Le dirham marocain joue au yoyo selon la devise à laquelle on le compare. Sur une semaine, il s'est renforcé face au dollar américain, mais a cédé du terrain face à l'euro.
Ce mouvement est détaillé dans le dernier bulletin hebdomadaire de Bank Al-Maghrib (BAM), la banque centrale du Maroc. D'après Challenge, qui rapporte ces données, le dirham s'est apprécié de 0,8% par rapport au dollar entre le 30 juillet et le 5 août. Autrement dit, avec un même montant en dirhams, on peut acheter un peu plus de dollars qu'avant. À l'inverse, il s'est déprécié de 0,6% face à l'euro : il faut donc débourser un peu plus de dirhams pour obtenir la même quantité d'euros.
Ces variations sont normales sur le marché des changes, où les monnaies s'échangent en continu.

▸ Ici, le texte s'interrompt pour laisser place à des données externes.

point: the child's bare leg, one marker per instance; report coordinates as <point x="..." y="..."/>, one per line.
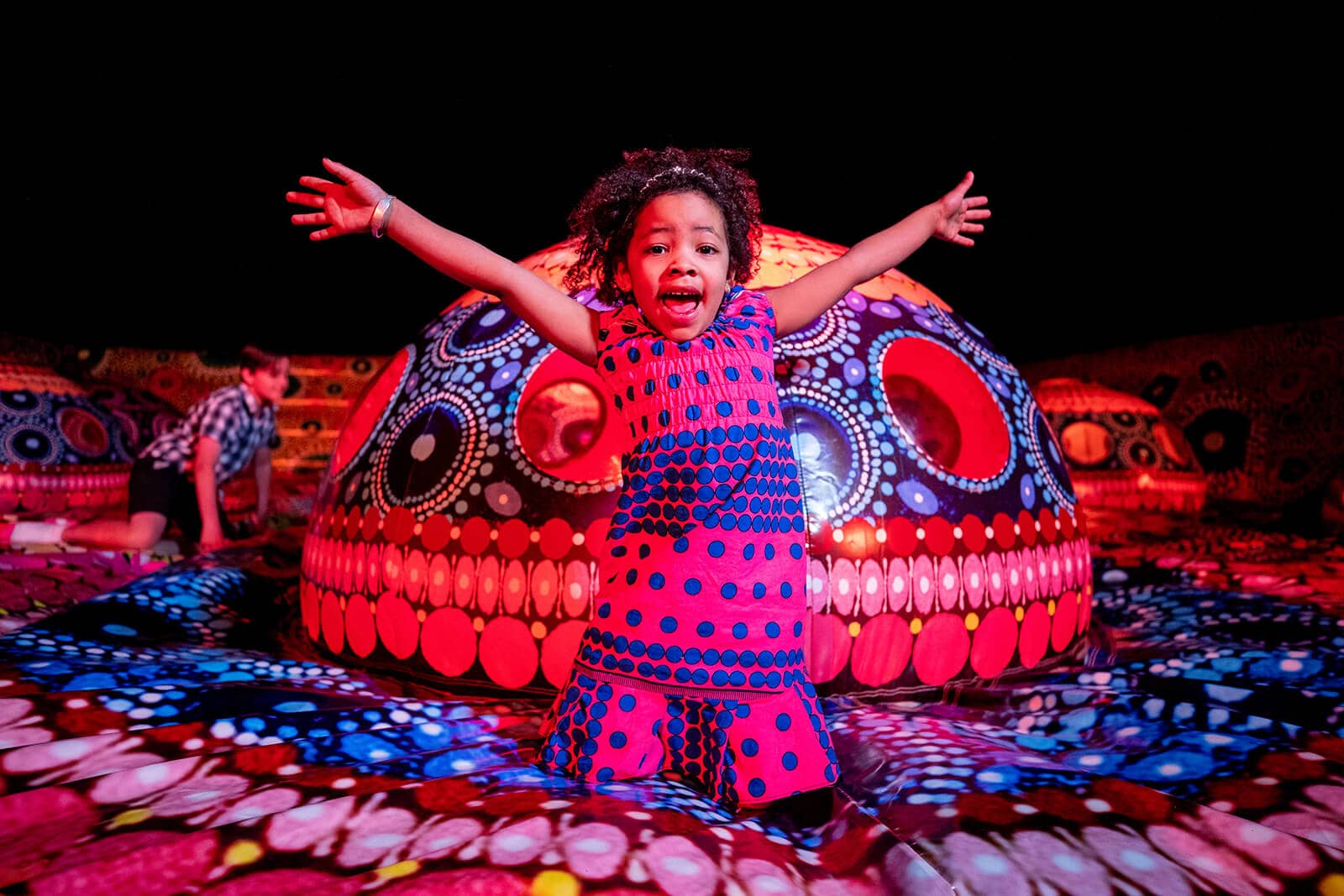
<point x="138" y="533"/>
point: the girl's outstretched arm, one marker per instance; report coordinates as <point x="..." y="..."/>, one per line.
<point x="951" y="217"/>
<point x="349" y="207"/>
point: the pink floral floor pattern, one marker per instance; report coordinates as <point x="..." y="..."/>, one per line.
<point x="174" y="735"/>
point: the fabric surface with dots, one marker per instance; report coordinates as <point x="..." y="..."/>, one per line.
<point x="694" y="661"/>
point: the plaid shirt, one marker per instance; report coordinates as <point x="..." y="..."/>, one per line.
<point x="230" y="416"/>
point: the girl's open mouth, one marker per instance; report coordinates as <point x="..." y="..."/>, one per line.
<point x="680" y="302"/>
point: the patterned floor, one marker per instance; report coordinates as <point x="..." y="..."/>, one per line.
<point x="176" y="734"/>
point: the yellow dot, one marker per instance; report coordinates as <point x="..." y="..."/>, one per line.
<point x="245" y="852"/>
<point x="555" y="883"/>
<point x="131" y="817"/>
<point x="400" y="869"/>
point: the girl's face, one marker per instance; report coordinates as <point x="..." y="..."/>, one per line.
<point x="268" y="385"/>
<point x="678" y="264"/>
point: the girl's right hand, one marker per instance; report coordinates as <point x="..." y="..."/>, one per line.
<point x="346" y="207"/>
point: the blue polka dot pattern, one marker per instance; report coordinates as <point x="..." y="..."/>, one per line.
<point x="712" y="510"/>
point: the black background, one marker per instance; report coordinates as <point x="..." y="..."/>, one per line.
<point x="1137" y="192"/>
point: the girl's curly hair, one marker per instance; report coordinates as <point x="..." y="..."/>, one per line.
<point x="604" y="221"/>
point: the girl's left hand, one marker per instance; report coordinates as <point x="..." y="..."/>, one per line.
<point x="958" y="214"/>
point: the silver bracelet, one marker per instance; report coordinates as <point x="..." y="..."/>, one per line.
<point x="378" y="224"/>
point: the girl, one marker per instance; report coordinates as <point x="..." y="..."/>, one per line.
<point x="694" y="663"/>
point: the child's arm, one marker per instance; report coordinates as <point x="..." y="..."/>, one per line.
<point x="207" y="496"/>
<point x="800" y="302"/>
<point x="349" y="208"/>
<point x="262" y="473"/>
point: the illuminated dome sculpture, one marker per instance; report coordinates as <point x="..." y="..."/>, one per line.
<point x="457" y="527"/>
<point x="1120" y="449"/>
<point x="64" y="446"/>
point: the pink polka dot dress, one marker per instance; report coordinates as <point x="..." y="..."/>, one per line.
<point x="694" y="660"/>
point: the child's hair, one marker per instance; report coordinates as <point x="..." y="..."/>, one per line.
<point x="257" y="359"/>
<point x="604" y="221"/>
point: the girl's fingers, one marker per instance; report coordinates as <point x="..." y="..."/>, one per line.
<point x="307" y="199"/>
<point x="339" y="170"/>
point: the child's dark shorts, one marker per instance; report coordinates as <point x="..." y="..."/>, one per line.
<point x="170" y="493"/>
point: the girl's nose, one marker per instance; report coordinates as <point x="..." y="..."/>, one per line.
<point x="683" y="266"/>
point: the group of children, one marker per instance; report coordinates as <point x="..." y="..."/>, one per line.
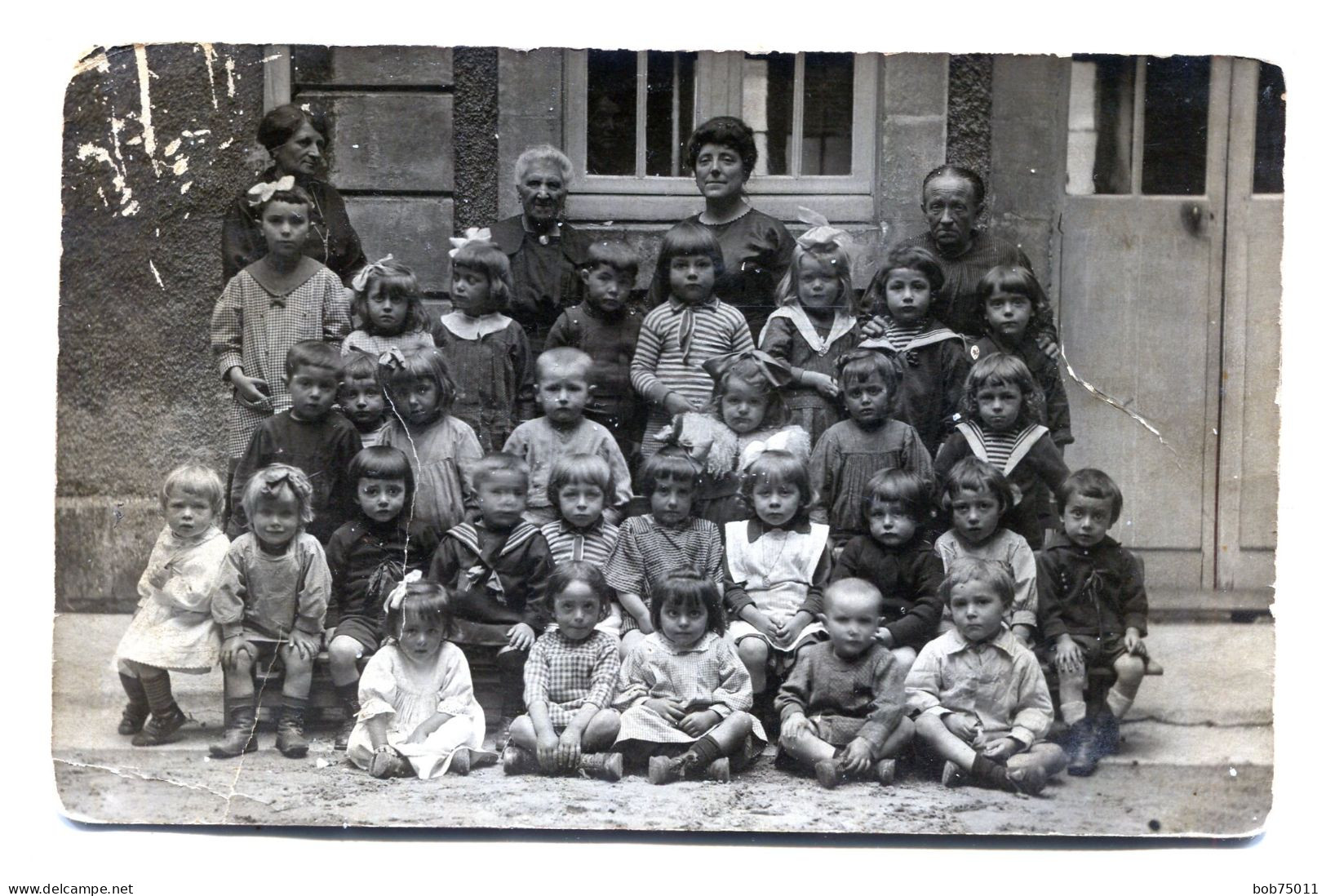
<point x="842" y="548"/>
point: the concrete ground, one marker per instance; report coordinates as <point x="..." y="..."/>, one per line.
<point x="1196" y="760"/>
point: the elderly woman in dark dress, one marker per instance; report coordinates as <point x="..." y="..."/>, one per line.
<point x="296" y="142"/>
<point x="756" y="248"/>
<point x="545" y="252"/>
<point x="954" y="197"/>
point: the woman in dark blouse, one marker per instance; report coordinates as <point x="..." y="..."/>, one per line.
<point x="756" y="248"/>
<point x="296" y="142"/>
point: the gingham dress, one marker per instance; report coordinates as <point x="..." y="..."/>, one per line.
<point x="252" y="329"/>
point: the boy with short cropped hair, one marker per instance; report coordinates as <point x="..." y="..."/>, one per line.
<point x="1093" y="613"/>
<point x="311" y="435"/>
<point x="562" y="391"/>
<point x="842" y="705"/>
<point x="606" y="325"/>
<point x="978" y="696"/>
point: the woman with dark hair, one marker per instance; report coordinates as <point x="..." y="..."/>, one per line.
<point x="756" y="248"/>
<point x="296" y="140"/>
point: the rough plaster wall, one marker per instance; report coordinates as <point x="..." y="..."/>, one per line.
<point x="157" y="142"/>
<point x="475" y="121"/>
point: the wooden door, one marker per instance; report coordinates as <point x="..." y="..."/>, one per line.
<point x="1141" y="272"/>
<point x="1249" y="418"/>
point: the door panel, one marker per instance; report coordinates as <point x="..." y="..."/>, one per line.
<point x="1141" y="280"/>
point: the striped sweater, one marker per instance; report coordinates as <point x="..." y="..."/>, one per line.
<point x="666" y="361"/>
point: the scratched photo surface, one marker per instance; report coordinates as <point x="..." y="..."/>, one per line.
<point x="1145" y="193"/>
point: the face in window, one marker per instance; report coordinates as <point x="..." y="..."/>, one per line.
<point x="719" y="172"/>
<point x="381" y="499"/>
<point x="907" y="295"/>
<point x="1008" y="316"/>
<point x="1086" y="520"/>
<point x="543" y="193"/>
<point x="691" y="277"/>
<point x="951" y="210"/>
<point x="975" y="515"/>
<point x="286" y="227"/>
<point x="301" y="155"/>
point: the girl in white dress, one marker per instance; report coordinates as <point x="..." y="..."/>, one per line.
<point x="781" y="561"/>
<point x="418" y="715"/>
<point x="173" y="628"/>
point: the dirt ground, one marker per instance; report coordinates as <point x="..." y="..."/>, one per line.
<point x="186" y="787"/>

Mais elles ont un impact direct sur le pouvoir d'achat des Marocains : par exemple, sur le prix des produits importés, qu'ils soient facturés en dollars ou en euros.
Pendant cette période, la banque centrale précise qu'aucune opération d'adjudication n'a été réalisée sur le marché des changes. Il s'agit d'un mécanisme par lequel la banque centrale propose d'acheter ou de vendre des devises aux banques. Son absence signifie que le marché fonctionnait sans intervention particulière de ce type.
Côté réserves de change, les avoirs officiels atteignaient 498 milliards de dirhams au 31 juillet. C'est une hausse de 0,2% par rapport à la semaine précédente et de 22,7% sur un an. Ces réserves servent de filet de sécurité pour financer les importations et soutenir la monnaie en cas de besoin.
Le bulletin indique aussi que les interventions de la banque centrale ont totalisé 149,3 milliards de dirhams en moyenne quotidienne sur la période, répartis entre différents outils comme des avances à 7 jours et des prêts garantis. Le taux interbancaire, c'est-à-dire le taux auquel les banques se prêtent entre elles, s'est établi à 2,25%.